In Mastercard Asia/Pacific (Australia) Pty Ltd v ACCC [2026] FCAFC 37, the ACCC claimed that Mastercard entered into merchant agreements (‘SMAs’) for allegedly uncompetitive purposes, in particular, to deter merchants from acquiring services from Eftpos Payments Australia Ltd by offering to certain merchants beneficial rates in exchange for them routing debit transactions through Mastercard and not Eftpos. Mastercard filed affidavits from two of its senior officers in which they explained the purposes of the SMAs and deposed to internal discussions with other officers including their general counsel in relation to concerns with the strategy, but denied it was for an uncompetitive purpose. One affidavit exhibited an internal paper referring to the SMA arrangement as having ‘reputational risks’ but that it had been approved by internal and external legal advisors.
The Full Court upheld the primary judge’s decision that legal professional privilege (at common law) over the legal advice had been impliedly waived, for two principal reasons.
Firstly, the voluntary filing of the affidavits (at least in the Federal Court) was inconsistent with the maintenance of privilege, even prior to the affidavits being ‘read’ at trial, because they were intended to be the testimony of the witnesses at trial (and at trial they would be ‘read’ at which point they would become evidence) and they were filed without qualification as to whether certain parts would not be read at trial. The Full Court considered it antithetical to efficient case management to allow Mastercard to withhold relevant documents (based on privilege) until trial when the affidavits would be formally ‘read’ and the privilege waived.
Secondly, waiver may occur where the contents of privileged communications are not referred to, but implied assertions are made that relate to those communications, which necessarily lays open the confidential communication to scrutiny (following Grocon Group Holdings Pty Ltd v Infrastructure NSW (No 2) [2023] NSWSC 1144). So, where legal advice is given about a fact referred to in witness evidence, that may be sufficient to waive legal professional privilege in that advice, in order to enable the testing of that evidence. By way of an example, the Full Court considered that redactions on a response to an internal Mastercard email querying whether it was acceptable to provide a rate in exchange for commercial commitments ought be removed to enable the ACCC and the Court to see if that response was consistent with assertions in the affidavits.

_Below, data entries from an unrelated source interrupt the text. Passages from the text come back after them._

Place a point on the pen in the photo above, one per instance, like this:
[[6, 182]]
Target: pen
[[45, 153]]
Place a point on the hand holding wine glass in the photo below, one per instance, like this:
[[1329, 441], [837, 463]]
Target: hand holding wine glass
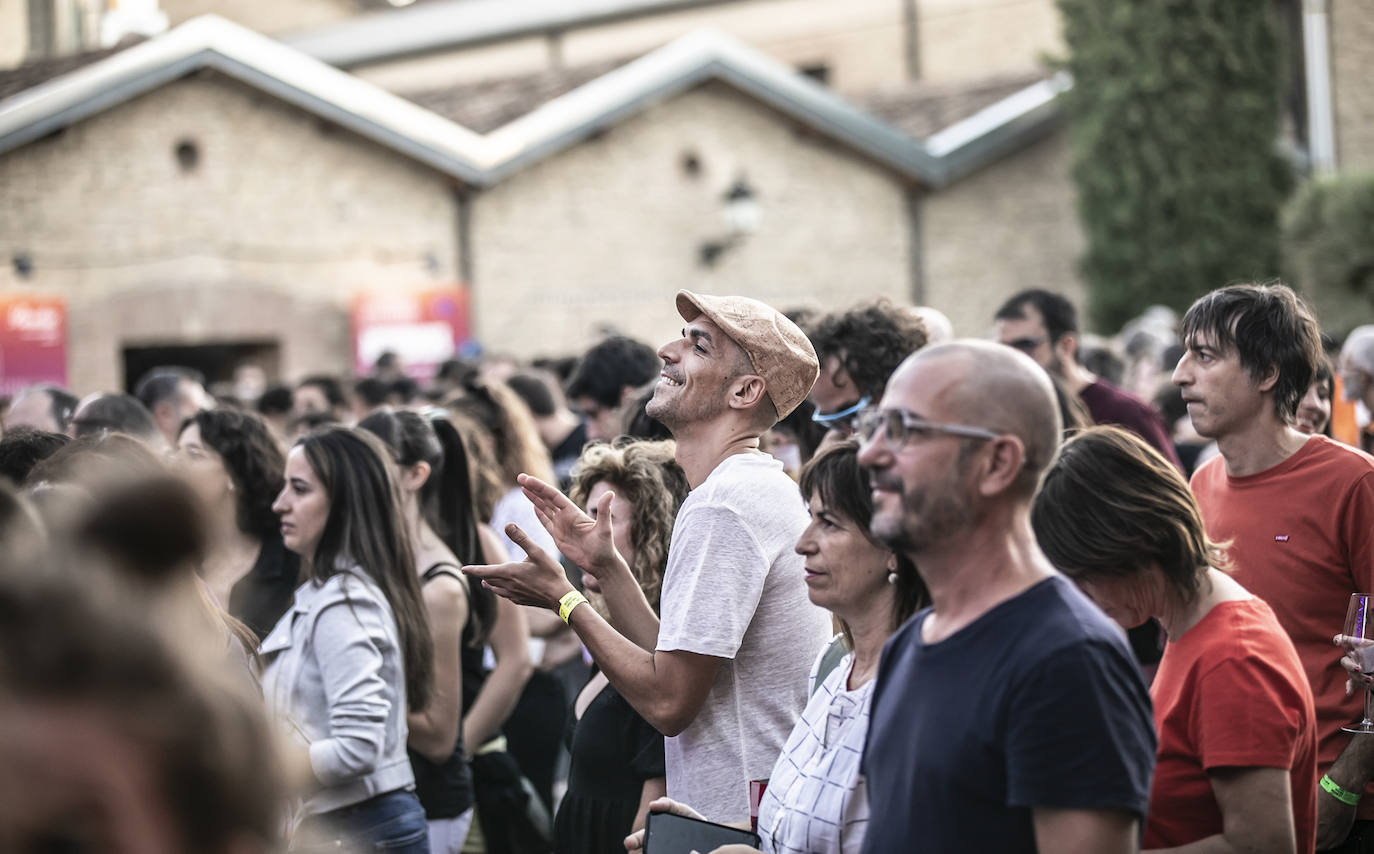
[[1358, 639]]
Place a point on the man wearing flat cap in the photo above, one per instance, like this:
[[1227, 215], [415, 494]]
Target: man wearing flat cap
[[724, 673]]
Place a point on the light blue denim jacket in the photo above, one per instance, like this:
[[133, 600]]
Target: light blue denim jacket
[[334, 670]]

These two decisions demonstrate a narrow approach to legal professional privilege. Medibank is particularly relevant for expert reports and encourages the use of ‘single-purpose’ reports, only prepared for legal purposes. Mastercard demonstrates the care required when preparing affidavits to avoid (or at least minimise) any risk of implied waiver of privilege over legal advice on a topic in the affidavit.